Setiap orang yang menyebut nama Tuhan hendaklah meninggalkan kejahatan (2 Tim. 2:19).
“Tetapi hindarilah omongan yang kosong dan yang tak suci yang hanya menambah kefasikan. Perkataan mereka menjalar seperti penyakit kanker…” (2 Tim. 2:16-17)
Salah satu masalah yang dihadapi oleh Timotius dalam pelayanannya adalah adanya pengajar-pengajar yang sesat di dalam jemaat. Ada beberapa di antara jemaat yang menyimpang dari pengajaran dan kebenaran firman Tuhan. Oleh Paulus mereka ini dideskripsikan sebagai orang yang bersilat kata sehingga mengacaukan orang yang mendengarnya (2:14), omongan yang kosong dan yang tak suci yang hanya menambah kefasikan (2:16). Bahkan lebih parah lagi mereka digambarkan oleh Paulus sebagai penyakit ”kanker” yang menjalar, yang mempengaruhi jemaat (2:17). Mereka ini adalah pembuat-pembuat masalah dalam pelayanan dan menjadi penyakit (bahkan penyakit ”kanker”) di dalam gereja. Paulus memberikan contoh dua orang yang menyebabkan penyakit ”kanker” di dalam jemaat, yaitu Himeneus dan Filetus, yang mengajarkan bahwa kebangkitan kita telah berlangsung (2:18). Penyakit semacam ini bukan hanya masalah dalam pelayanan Timotius, tetapi juga masalah pelayanan di zaman ini. Mungkin bentuknya berbeda, tetapi intinya sama, yaitu menjadi penyakit ”kanker” dalam jemaat.

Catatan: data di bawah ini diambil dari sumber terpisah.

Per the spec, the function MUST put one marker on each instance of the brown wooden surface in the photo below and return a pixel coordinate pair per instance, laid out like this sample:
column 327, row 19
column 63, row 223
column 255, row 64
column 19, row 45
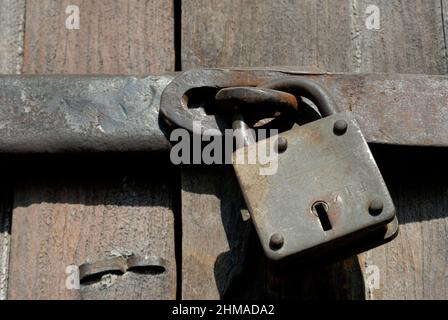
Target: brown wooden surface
column 12, row 15
column 115, row 37
column 61, row 218
column 68, row 218
column 330, row 36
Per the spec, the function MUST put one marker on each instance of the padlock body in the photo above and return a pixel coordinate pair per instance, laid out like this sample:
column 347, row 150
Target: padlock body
column 327, row 194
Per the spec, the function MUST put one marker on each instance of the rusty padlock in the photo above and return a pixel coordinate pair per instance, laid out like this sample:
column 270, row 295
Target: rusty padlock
column 328, row 197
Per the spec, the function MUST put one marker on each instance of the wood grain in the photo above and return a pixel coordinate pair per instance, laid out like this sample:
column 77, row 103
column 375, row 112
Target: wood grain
column 62, row 219
column 115, row 37
column 331, row 36
column 69, row 210
column 12, row 15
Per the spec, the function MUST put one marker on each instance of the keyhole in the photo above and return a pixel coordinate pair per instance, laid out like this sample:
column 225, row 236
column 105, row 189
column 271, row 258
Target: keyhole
column 320, row 209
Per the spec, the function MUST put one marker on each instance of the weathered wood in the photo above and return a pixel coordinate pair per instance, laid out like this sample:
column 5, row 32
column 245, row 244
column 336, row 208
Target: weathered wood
column 329, row 36
column 12, row 15
column 63, row 219
column 115, row 37
column 214, row 233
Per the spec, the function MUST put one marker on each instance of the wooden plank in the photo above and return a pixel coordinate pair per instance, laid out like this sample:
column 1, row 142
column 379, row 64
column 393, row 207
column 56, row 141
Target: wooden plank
column 71, row 211
column 328, row 36
column 115, row 37
column 12, row 15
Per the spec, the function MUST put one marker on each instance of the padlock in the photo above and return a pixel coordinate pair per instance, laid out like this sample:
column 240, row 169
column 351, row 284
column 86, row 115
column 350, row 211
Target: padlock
column 328, row 197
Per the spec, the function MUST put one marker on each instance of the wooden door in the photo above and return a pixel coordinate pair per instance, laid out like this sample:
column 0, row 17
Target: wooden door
column 60, row 211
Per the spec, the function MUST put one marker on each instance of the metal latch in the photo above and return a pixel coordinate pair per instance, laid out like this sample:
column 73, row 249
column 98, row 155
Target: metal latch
column 328, row 198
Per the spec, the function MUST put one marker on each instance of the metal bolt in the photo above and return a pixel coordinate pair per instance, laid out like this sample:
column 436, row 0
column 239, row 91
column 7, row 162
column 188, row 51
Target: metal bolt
column 340, row 127
column 376, row 207
column 277, row 241
column 282, row 145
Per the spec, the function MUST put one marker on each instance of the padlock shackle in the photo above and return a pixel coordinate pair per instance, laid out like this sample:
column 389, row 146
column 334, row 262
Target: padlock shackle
column 301, row 87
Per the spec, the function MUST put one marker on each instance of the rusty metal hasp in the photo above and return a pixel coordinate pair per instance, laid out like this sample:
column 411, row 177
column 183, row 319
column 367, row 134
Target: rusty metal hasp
column 327, row 196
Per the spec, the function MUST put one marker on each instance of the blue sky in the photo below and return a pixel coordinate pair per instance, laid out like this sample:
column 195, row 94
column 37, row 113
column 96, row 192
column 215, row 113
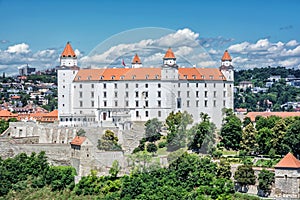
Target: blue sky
column 41, row 28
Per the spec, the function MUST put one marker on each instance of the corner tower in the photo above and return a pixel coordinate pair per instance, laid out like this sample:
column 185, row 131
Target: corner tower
column 68, row 57
column 226, row 66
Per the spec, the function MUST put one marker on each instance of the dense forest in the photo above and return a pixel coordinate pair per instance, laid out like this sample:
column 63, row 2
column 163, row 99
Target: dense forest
column 275, row 96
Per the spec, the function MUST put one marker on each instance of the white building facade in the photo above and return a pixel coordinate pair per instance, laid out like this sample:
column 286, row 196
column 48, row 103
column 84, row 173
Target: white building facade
column 92, row 97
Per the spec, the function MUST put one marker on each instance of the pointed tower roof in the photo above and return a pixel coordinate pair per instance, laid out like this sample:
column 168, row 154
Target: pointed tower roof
column 288, row 161
column 136, row 60
column 169, row 54
column 68, row 51
column 226, row 56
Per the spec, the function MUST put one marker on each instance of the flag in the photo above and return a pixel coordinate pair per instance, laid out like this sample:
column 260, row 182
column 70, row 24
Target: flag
column 123, row 63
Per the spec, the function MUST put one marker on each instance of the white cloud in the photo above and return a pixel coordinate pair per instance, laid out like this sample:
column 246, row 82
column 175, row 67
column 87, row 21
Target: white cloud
column 292, row 43
column 19, row 48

Dalam menghadapi penyakit ”kanker” ini, Paulus menasehatkan beberapa hal kepada Timotius. Pertama, menegur mereka yang mejadi penyakit ”kanker”. Paulus mengatakan ingatkan dan pesankan semuanya itu dengan sungguh-sungguh kepada mereka di hadapan Allah (2:14). Kedua, berpegang teguh pada kebenaran dan tidak berkompromi dengan mereka (2: 15). Ketiga, menghindari mereka (2:16). Bukan membenci mereka, tetapi menghindar dari pengaruh mereka. Keempat, dengan lemah lembut menuntun mereka (2:25). Walaupun kebenaran tetap ditegakkan tanpa kompromi, tetapi selalu ada kesempatan kedua, jika mereka sadar dan mau bertobat (2:26).
Penyakit ”kanker” di dalam gereja tidak hanya pengajar-pengajar yang sesat. Sikap dan perbuatan kita yang membuat orang lain tersandung, bisa menjadi penyakit ”kanker” dalam gereja. Tidak bertanggung jawab di dalam pelayanan sehingga membuat rekan kita tersakiti dan mempengaruhi keberlangsungan pelayanan Tuhan, juga adalah ”kanker” dalam pelayanan. Jika kita ada dalam posisi ini, kita harus sadar kembali dan kita masih ada kesempatan kedua. Tetapi bagi kita yang berhadapan dengan penyakit-penyakit ”kanker” dalam pelayanan, kita mempunyai tugas mulia, yaitu menjadi penyembuh-penyembuh penyakit yang merusak pelayanan ini.
Setiap orang yang menyebut nama Tuhan hendaklah meninggalkan kejahatan (2 Tim. 2:19).
Tuesday, May 29, 2007
Api Pelayanan
2 Timotius 1
“Karena itulah kuperingatkan engkau untuk mengobarkan karunia Allah yang ada padamu oleh penumpangan tanganku atasmu.” (2 Tim. 1:6)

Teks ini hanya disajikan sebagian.